Last Sunday night, I described events from earlier that day. I told my teammates that I had travelled to Guelph, Ont., to participate in the 90th birthday celebration for former Second World War pilot Joseph Howard Harris. I hadn’t gone because he was family, nor even a close friend. I went because a few weeks ago, Harris’ son Keith had contacted me. Keith had told me about his father’s wartime career. He recounted though his father had earned his RCAF wings (graduated in 1942) in the middle of the war, Hap, as he was known, had never made it overseas. He’d never flown Spitfires in the Battle of Britain, nor Halifax bombers to Berlin and back through flak and night-fighters. No. Hap had served as an instructor in the British Commonwealth Air Training Plan and had never left Canada. His air force had chosen him to teach others to fly Spits and Hallies. Not him.
“Unfortunately, my dad feels he did not contribute enough during the war,” Keith Harris told me. “He actually teared up the one time he mentioned his feelings.”
That’s when I decided I had to go to Hap Harris’s 90th birthday that day with proof that he had indeed contributed, that despite not serving overseas, Flying Officer Harris had served in one of the most successful (and dangerous) endeavours of the war – giving a fledgling air force the tools to win back the skies over Europe, North Africa and the Pacific. Having interviewed many other self-effacing instructors like Hap Harris, I felt I was on a mission of my own. But I couldn’t go empty-handed. When Keith Harris introduced me at Hap’s birthday party, not only did I have to describe what Hap and his fellow BCATP instructors had accomplished – training some 225,000 air crewmen in less than five years – but I also had to provide some proof of their worth. And I had it: a letter from the commanding officer of the modern RCAF, addressed to Hap Harris himself.

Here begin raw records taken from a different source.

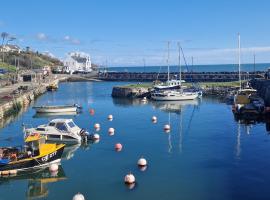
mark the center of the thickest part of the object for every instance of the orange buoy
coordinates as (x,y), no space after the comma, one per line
(118,147)
(111,131)
(78,196)
(167,127)
(154,119)
(97,126)
(129,178)
(110,117)
(53,167)
(5,173)
(92,111)
(142,162)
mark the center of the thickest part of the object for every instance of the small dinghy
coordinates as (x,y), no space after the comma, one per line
(58,109)
(35,154)
(61,130)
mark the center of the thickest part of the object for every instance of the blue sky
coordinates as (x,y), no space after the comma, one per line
(125,32)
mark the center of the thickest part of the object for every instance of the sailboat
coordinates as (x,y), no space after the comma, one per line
(174,95)
(246,101)
(170,83)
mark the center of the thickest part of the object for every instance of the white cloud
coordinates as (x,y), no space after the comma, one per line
(67,37)
(42,36)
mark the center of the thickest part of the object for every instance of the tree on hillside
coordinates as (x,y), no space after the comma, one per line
(4,35)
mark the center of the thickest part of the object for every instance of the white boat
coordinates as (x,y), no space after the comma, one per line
(57,109)
(169,84)
(172,95)
(60,130)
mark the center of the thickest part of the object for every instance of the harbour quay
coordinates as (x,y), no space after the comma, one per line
(187,76)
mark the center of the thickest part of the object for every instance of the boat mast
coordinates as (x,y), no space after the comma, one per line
(179,59)
(239,60)
(168,61)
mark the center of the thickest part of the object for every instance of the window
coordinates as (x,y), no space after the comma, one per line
(61,126)
(71,124)
(52,124)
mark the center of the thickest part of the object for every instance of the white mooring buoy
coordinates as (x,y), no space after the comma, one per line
(96,136)
(78,196)
(110,117)
(142,162)
(129,178)
(167,127)
(111,131)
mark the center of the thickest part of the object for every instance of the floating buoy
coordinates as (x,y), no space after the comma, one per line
(167,127)
(111,131)
(167,131)
(92,111)
(129,178)
(118,147)
(142,162)
(78,196)
(5,173)
(96,136)
(131,186)
(143,168)
(144,99)
(110,117)
(97,126)
(154,119)
(13,172)
(53,167)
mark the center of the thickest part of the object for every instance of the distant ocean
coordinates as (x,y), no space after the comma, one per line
(195,68)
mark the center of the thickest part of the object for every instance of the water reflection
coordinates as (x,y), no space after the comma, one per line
(248,122)
(174,106)
(38,181)
(55,115)
(178,108)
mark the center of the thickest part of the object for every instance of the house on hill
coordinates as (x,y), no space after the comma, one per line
(78,62)
(10,48)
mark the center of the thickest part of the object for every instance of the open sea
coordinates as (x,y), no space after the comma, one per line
(195,68)
(208,155)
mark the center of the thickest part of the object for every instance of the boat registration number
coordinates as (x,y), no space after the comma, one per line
(47,157)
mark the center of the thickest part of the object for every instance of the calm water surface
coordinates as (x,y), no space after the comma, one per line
(207,155)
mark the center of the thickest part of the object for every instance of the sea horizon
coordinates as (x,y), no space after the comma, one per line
(247,67)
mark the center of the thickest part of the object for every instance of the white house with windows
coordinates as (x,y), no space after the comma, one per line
(77,61)
(10,48)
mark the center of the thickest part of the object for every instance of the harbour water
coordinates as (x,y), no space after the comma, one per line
(195,68)
(207,155)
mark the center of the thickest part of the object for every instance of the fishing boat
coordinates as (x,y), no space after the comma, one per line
(52,86)
(170,83)
(246,101)
(58,109)
(35,154)
(174,95)
(60,130)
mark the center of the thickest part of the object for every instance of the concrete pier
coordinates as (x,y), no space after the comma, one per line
(187,76)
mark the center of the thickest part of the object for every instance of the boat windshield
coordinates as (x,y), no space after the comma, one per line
(61,126)
(71,124)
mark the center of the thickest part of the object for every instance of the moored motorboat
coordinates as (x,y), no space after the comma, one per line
(173,95)
(57,108)
(60,130)
(35,154)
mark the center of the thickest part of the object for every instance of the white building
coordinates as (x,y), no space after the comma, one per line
(10,48)
(77,61)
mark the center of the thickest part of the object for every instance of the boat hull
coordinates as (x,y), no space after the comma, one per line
(56,109)
(174,98)
(35,162)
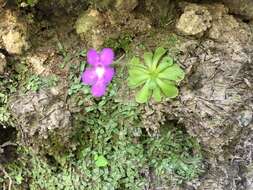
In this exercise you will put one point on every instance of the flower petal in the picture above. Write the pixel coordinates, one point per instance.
(89, 76)
(106, 56)
(98, 89)
(92, 57)
(108, 75)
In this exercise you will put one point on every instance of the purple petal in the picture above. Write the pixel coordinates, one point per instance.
(108, 75)
(106, 56)
(89, 76)
(98, 89)
(92, 57)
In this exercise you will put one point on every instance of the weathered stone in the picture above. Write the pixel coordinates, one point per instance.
(240, 7)
(2, 63)
(125, 5)
(88, 21)
(159, 10)
(45, 122)
(195, 20)
(228, 29)
(88, 27)
(14, 42)
(13, 33)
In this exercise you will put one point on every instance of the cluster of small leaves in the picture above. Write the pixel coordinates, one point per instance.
(159, 76)
(114, 152)
(35, 82)
(183, 155)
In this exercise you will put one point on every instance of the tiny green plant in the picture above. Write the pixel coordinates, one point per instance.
(159, 76)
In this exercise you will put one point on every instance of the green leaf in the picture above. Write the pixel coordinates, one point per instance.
(168, 88)
(148, 58)
(173, 73)
(101, 161)
(157, 94)
(143, 95)
(165, 63)
(152, 84)
(159, 52)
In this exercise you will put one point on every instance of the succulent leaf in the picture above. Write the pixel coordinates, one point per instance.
(144, 94)
(148, 58)
(158, 75)
(173, 73)
(157, 95)
(168, 88)
(157, 56)
(164, 64)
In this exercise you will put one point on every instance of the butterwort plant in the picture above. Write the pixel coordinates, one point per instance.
(156, 74)
(99, 73)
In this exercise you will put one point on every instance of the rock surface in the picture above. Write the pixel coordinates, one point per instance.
(95, 27)
(125, 5)
(195, 20)
(240, 7)
(2, 63)
(13, 33)
(44, 120)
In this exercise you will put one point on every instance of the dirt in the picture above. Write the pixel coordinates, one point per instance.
(216, 101)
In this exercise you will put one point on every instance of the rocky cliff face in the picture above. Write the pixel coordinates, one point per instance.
(215, 49)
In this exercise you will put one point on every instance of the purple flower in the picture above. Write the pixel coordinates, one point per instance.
(99, 74)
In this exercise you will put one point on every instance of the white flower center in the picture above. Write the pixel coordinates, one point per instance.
(100, 72)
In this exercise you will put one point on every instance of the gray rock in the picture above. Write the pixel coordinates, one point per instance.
(125, 5)
(13, 33)
(44, 122)
(240, 7)
(195, 20)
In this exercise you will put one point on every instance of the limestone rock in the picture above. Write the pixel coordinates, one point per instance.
(228, 28)
(240, 7)
(13, 33)
(195, 20)
(44, 120)
(125, 5)
(88, 26)
(88, 21)
(159, 10)
(2, 63)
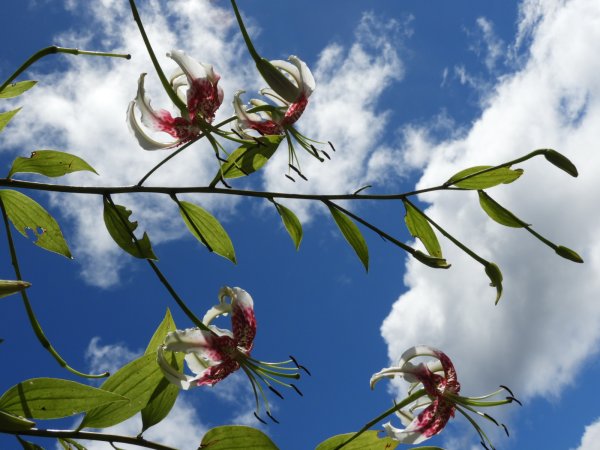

“As an integral part of the BCATP,” Lt.-Gen. J.P.A. Deshcamps wrote, “you and all the instructor pilots were the backbone to Canada’s contribution to the war’s successful outcome.”
When I finished reading the commander’s letter at the 90th birthday party in Guelph, I told my Sunday night hockey teammates, Hap Harris was tearing up, but busting with pride. And at the end of my storytelling in the hockey dressing room, I realized I had caught up all my teammates as well. Their faces looked as proud as Hap’s. And, as it turned out, it seemed to inspire our game. Of course, winning an oldtimers’ hockey game at the local arena doesn’t compare to inspiring young pilots to carry their training into a life-and-death struggle around the globe. But when my teammate on the bench said, “Thanks to Flying Officer Harris,” I realized how inspirational one man’s story can be to others.
Then, I thought about the young men – Uxbridge’s Minor Midget hockey team – in the midst of their All-Ontario finals against Welland, Ont. this week. And I wondered how the team’s coaches might be inspiring those 15 and 16-year-old hockey players. By coincidence, another of my Sunday night teammates helps coaching our Minor Midgets. I wondered out loud if our Minor Midget team might be inspired to win the championship, if – like the old days – their victory entitled them to a ride through town aboard one of the local firefighting vehicles with lights flashing and sirens blaring.
“Not anymore, I don’t think,” he said. “Couldn’t do it these days.”
Well, OK, if not lights and sirens, maybe they need the inspirational stories of their heroes. Maybe they need the equivalent of Flying Officer Hap Harris and his flight into history, in their dressing room. It worked for us.